Part II: The Happenings in Hyderabad


Part II

The Happenings in Hyderabad

By Francis Xavier Neelam

Jail inside Residency
The reverberations of the uprisings in the north were being heard in the Nizam’s dominions also.  Many mutineers, mainly Muslims, after deserting their units headed for Hyderabad hoping for refuge, it being an independent state ruled by a Muslim monarch.  They expected they would be safe from the British who were hunting down the mutineers and executing them in large numbers.

News of the mutinies and the violent retribution on captured sepoys reached the soldiers in the employ of the native princes also.  Several maulvies and faqirs also visited the cantonments and preached revolt against the British. 

When a contingent of the 3rd Cavalry of the East India Company, stationed at Buldhana was ordered to march to Delhi, they mutinied.  Majority of them were Muslims. To go and fight against the Mughal emperor was unacceptable to them.

The mutiny was brutally put down. Of the captured one was hanged; twenty one shot down and three more blown from the mouth of cannon. Many were flogged.  Thirteen troopers, under the leadership of Jemadar Cheeda Khan, escaped and headed for Hyderabad. Cheeda Khan carried a price of three thousand rupees for his arrest. The news reached Salar Jung, who promptly arrested them as soon as they entered the city and handed them over to the British Resident, as they were soldiers of the East India Company.  Major Cuthbert Davidson, the Resident in the court of the Nizam locked up Cheeda Khan in the Residency.

The news spread like wild fire through out the city.  As fellow Muslims the citizens felt that the mutineers should have been given sanctuary instead of being handed over to the British.  Mualvi Syed Alluddin preached a sermon calling upon the Muslims to secure the release Cheeda Khan.

By this time many deserters from Native Infantry and Cavalry units of the East India Company have already started trickling into Hyderabad.  A gathering of Rohillas and Arabs was reported in the outskirts.  Their leader was a Rohilla warrior named Turrebaaz Khan.  The city had been in ferment since the great outbreaks that occurred in the north.  Some placards, calling upon the Muslims to raise the ‘standard of faith’ against the British appeared in some places. 

The developments were being watched keenly by the Resident.  Salar Jung also kept passing information to him.  Major Davidson, a professional soldier, started fortifying the Residency as a precautionary measure.  He had three hundred sepoys of the Madras Native Infantry stationed in the compound along with some troopers of the Madras Light Cavalry and one troop of the Hyderabad Contingent Cavalry.  There was also a garrison in Secunderabad known as the Hyderabad Subsidiary Force under Brigadier Coffin. 

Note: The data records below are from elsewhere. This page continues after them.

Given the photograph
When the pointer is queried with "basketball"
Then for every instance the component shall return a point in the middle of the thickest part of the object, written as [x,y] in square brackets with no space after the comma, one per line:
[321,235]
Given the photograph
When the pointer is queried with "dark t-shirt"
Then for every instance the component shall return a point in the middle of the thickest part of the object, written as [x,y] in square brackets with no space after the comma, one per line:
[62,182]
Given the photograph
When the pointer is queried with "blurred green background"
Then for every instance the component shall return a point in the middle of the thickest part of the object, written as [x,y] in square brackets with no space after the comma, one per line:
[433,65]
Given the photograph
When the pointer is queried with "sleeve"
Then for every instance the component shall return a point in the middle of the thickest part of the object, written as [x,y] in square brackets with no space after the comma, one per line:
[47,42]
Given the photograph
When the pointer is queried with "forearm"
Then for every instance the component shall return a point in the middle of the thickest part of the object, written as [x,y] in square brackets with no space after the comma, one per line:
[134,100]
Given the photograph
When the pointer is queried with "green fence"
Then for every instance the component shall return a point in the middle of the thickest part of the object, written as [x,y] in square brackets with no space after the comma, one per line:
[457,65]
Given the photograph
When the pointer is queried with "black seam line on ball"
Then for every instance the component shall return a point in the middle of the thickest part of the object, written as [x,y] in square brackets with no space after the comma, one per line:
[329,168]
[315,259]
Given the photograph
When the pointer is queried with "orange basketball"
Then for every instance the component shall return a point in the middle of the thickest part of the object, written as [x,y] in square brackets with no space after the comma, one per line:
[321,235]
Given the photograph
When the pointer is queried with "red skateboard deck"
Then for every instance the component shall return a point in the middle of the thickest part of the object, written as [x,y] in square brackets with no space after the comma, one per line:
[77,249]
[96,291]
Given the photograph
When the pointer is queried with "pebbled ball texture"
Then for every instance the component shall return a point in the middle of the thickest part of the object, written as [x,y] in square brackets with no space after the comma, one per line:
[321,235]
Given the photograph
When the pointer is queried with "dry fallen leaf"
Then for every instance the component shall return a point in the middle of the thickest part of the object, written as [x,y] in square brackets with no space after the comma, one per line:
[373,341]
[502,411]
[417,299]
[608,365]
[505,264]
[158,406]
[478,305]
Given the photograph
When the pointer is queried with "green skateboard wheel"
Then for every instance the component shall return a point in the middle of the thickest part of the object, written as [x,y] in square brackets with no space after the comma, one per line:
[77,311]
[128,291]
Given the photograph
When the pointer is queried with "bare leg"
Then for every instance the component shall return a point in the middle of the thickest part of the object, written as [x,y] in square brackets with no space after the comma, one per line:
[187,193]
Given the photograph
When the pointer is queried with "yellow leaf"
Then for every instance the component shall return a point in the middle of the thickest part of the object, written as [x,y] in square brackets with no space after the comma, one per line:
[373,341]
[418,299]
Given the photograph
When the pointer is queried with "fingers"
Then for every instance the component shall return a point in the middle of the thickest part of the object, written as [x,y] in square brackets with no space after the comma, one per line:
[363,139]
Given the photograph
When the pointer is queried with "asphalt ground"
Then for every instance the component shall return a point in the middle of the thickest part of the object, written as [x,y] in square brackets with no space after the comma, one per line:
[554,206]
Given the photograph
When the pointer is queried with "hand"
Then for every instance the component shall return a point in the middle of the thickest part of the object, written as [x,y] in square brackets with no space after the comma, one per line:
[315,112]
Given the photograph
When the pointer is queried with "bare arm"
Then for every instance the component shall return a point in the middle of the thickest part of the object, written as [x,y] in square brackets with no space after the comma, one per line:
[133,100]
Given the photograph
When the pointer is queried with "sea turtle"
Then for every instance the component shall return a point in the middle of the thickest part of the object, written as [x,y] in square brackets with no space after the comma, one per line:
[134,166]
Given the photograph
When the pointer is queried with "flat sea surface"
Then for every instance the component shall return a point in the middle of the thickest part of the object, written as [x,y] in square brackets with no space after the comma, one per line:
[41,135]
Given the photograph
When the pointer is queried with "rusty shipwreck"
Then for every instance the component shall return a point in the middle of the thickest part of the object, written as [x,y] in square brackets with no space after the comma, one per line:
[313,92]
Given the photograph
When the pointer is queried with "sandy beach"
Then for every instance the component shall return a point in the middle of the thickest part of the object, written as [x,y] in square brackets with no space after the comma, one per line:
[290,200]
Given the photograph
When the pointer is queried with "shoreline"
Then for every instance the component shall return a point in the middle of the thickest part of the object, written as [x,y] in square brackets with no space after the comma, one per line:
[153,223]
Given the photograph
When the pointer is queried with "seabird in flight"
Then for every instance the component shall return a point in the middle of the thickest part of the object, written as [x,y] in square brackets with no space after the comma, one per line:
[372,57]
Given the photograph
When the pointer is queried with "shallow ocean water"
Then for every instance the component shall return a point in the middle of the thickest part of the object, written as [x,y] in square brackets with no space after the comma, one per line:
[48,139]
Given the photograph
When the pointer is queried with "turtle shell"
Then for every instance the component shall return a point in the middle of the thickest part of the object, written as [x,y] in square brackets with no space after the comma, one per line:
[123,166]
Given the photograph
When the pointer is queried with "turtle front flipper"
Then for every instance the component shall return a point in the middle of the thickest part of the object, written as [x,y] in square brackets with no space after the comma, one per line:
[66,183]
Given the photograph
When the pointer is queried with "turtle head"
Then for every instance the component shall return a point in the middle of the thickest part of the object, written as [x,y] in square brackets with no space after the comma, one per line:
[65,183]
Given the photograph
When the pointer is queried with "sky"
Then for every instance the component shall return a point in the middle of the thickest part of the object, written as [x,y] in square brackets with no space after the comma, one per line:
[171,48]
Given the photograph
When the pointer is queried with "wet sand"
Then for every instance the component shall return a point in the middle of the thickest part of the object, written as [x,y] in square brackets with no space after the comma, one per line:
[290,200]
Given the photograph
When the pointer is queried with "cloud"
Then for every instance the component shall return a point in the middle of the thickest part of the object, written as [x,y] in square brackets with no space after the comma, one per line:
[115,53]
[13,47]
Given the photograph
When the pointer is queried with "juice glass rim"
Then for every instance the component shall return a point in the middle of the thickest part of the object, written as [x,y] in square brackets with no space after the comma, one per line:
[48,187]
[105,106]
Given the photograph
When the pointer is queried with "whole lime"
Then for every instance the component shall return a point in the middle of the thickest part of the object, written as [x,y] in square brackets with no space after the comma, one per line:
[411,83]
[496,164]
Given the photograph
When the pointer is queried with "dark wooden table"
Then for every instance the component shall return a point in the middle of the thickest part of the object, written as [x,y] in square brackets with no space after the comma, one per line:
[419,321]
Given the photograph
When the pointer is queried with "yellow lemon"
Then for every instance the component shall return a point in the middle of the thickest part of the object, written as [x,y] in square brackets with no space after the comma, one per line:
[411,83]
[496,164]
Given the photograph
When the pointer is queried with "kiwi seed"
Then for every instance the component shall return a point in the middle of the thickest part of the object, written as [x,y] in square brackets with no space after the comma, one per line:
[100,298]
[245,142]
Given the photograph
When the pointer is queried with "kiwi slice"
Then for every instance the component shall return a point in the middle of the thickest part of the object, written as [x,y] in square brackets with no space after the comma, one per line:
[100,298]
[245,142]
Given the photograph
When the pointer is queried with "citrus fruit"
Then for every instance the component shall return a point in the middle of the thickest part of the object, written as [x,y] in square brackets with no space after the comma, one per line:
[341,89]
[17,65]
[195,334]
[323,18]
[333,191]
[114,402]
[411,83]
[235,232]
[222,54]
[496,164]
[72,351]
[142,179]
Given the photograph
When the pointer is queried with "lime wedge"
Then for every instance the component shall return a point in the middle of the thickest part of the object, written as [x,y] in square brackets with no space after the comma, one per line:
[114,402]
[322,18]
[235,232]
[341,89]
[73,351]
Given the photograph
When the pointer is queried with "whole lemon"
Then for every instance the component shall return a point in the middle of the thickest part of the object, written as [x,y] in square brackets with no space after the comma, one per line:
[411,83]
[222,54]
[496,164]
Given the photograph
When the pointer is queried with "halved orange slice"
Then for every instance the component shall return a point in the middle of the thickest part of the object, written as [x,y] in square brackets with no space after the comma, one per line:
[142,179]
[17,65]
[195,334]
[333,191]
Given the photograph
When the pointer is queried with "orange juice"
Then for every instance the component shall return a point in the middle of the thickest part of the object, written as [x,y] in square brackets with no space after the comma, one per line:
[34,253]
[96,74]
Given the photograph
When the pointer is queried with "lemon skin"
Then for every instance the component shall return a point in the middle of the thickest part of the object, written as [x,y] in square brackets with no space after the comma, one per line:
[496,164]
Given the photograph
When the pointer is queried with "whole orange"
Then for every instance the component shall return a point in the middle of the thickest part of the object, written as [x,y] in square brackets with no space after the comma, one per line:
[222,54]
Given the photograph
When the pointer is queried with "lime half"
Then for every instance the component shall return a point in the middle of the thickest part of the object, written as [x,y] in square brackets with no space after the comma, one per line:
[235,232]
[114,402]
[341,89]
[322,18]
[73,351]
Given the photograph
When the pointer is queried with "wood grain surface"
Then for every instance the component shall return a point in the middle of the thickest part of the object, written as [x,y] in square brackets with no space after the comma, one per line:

Although Salar Jung assured him that there was no cause for worry Maj. Davidson thought it prudent to get some reinforcements.  About hundred Europeans and some guns were sent by Brig. Coffin.  Some officers who were on a visit to the city volunteered their services.  The most important weapons, three guns of the Madras Horse Artillery, were mounted in strategic locations on the walls under the command of Capt. Holmes.  They were loaded with double charges of grape shot -- deadly weapons of  mass killing!

The defenders have been drilled to man their stations in seven minutes when the alarm was sounded.